Adolescent or Growth Organizations
If an organization successfully navigates the start-up stage, it will begin experiencing the opportunities and challenges of what is commonly called the growth stage. This phase is characterized by the board and staff always feeling stretched, like there is never enough. Program opportunities exceed delivery capacity. Potential new partners, collaborators and funders clamor for new services or ask for the organization to embark on new programs to serve new audiences. To navigate this stage, the board and staff must recognize the linkage between quality programming and organizational excellence and must also have clarity regarding mission, or what results does this organization seek to achieve. This is the phase when the board must sometimes say “no” to good ideas. During this phase the board and staff members may exit because “we aren’t having as much fun as we used to” or “there are too many rules.” The goal of this phase is not to become a stifling bureaucracy, but rather to align resources (human and capital) in ways that will be most effective in accelerating progress on the mission. The temptation is to hire leaders who will “bring back the fun.” This often translates into seeking an entrepreneur who is interested in fostering new program or service development and is not a systemic thinker. Those characteristics may cause an organization to return to the start-up phase or fail to negotiate the organizational development necessary to become a sustainable growth or prime organization. The ideal leader for this phase brings consistency and discipline to the organization without driving it into a risk-averse culture. This leader understands how to deliver the promised results and exceed the expectations of funders and stakeholders.

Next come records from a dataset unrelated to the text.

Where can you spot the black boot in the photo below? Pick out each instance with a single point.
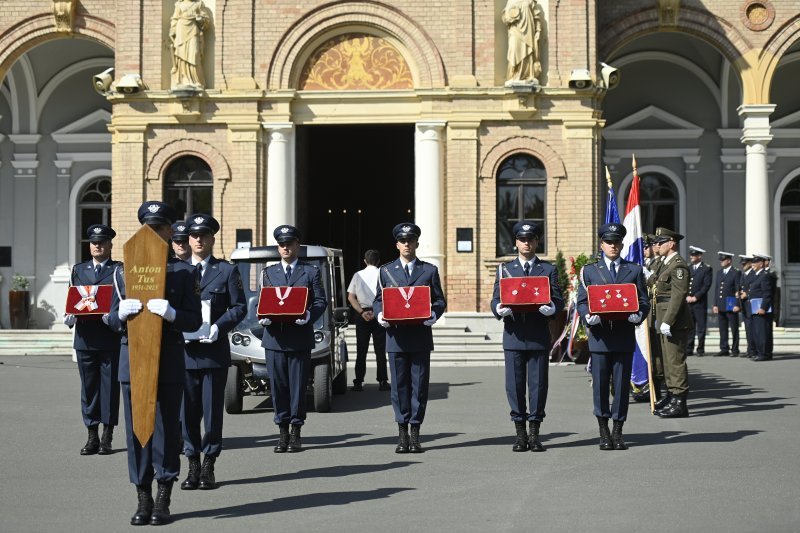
(105, 441)
(294, 439)
(402, 444)
(605, 435)
(142, 515)
(413, 444)
(616, 436)
(283, 440)
(521, 444)
(92, 445)
(192, 480)
(207, 481)
(161, 514)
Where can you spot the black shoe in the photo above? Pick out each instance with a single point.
(295, 445)
(521, 444)
(192, 480)
(533, 439)
(283, 439)
(616, 436)
(402, 444)
(92, 445)
(161, 514)
(145, 508)
(605, 435)
(413, 444)
(207, 481)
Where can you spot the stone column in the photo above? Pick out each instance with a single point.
(281, 182)
(756, 135)
(428, 178)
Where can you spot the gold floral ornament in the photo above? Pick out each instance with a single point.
(356, 62)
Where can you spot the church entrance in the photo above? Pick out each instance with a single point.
(354, 184)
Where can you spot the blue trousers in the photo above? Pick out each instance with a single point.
(288, 379)
(99, 386)
(530, 365)
(203, 399)
(604, 365)
(410, 378)
(160, 456)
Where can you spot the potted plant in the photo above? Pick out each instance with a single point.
(19, 307)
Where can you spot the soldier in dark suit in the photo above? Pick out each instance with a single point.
(526, 338)
(611, 342)
(699, 285)
(762, 287)
(288, 345)
(208, 355)
(727, 304)
(97, 347)
(159, 458)
(674, 320)
(409, 346)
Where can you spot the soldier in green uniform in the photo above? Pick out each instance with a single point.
(674, 320)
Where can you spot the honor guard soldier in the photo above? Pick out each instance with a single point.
(761, 299)
(727, 304)
(674, 320)
(159, 458)
(611, 342)
(208, 355)
(526, 338)
(409, 346)
(180, 241)
(97, 347)
(288, 345)
(699, 285)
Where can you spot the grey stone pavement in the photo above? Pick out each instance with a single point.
(732, 466)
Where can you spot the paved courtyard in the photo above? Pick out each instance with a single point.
(731, 466)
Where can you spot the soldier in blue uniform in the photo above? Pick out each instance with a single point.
(209, 355)
(288, 345)
(612, 342)
(97, 347)
(699, 285)
(526, 339)
(727, 304)
(159, 458)
(409, 346)
(762, 287)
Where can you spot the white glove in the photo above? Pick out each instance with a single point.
(128, 307)
(592, 320)
(547, 309)
(303, 321)
(503, 311)
(431, 321)
(213, 334)
(635, 318)
(161, 307)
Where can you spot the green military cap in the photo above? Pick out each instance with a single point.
(664, 235)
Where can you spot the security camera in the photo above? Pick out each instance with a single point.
(102, 81)
(610, 76)
(580, 79)
(130, 84)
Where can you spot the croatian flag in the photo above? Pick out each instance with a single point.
(633, 251)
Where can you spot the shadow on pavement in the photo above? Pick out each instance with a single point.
(292, 503)
(326, 472)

Ageing, Dying and Turnaround Organizations
At this stage, an organization has lost its connection to the external environment. Decisions are made by the board and staff in support of internal drivers or agendas, rather than responding to the changing external landscape and serving their clients, as delineated in the mission. At this stage there is either a decision for renewal and reinvention or an acceptance by the board and staff to cease operations.
Obviously, the leader who would be selected to close a nonprofit and liquidate assets in a manner that is respectful to its legacy is different than the profile for an individual who will reinvent a nonprofit organization. Reinvention may require significant changes in the board and staff composition and the transformation of the organization’s culture. Moving the organization from internal preoccupation to external relevancy requires an experienced leader who understands the key values that must be instilled to drive transformational cultural change. The experience and capacity for engaging disenfranchised funders and stakeholders may be paramount to success of this reinvention phase.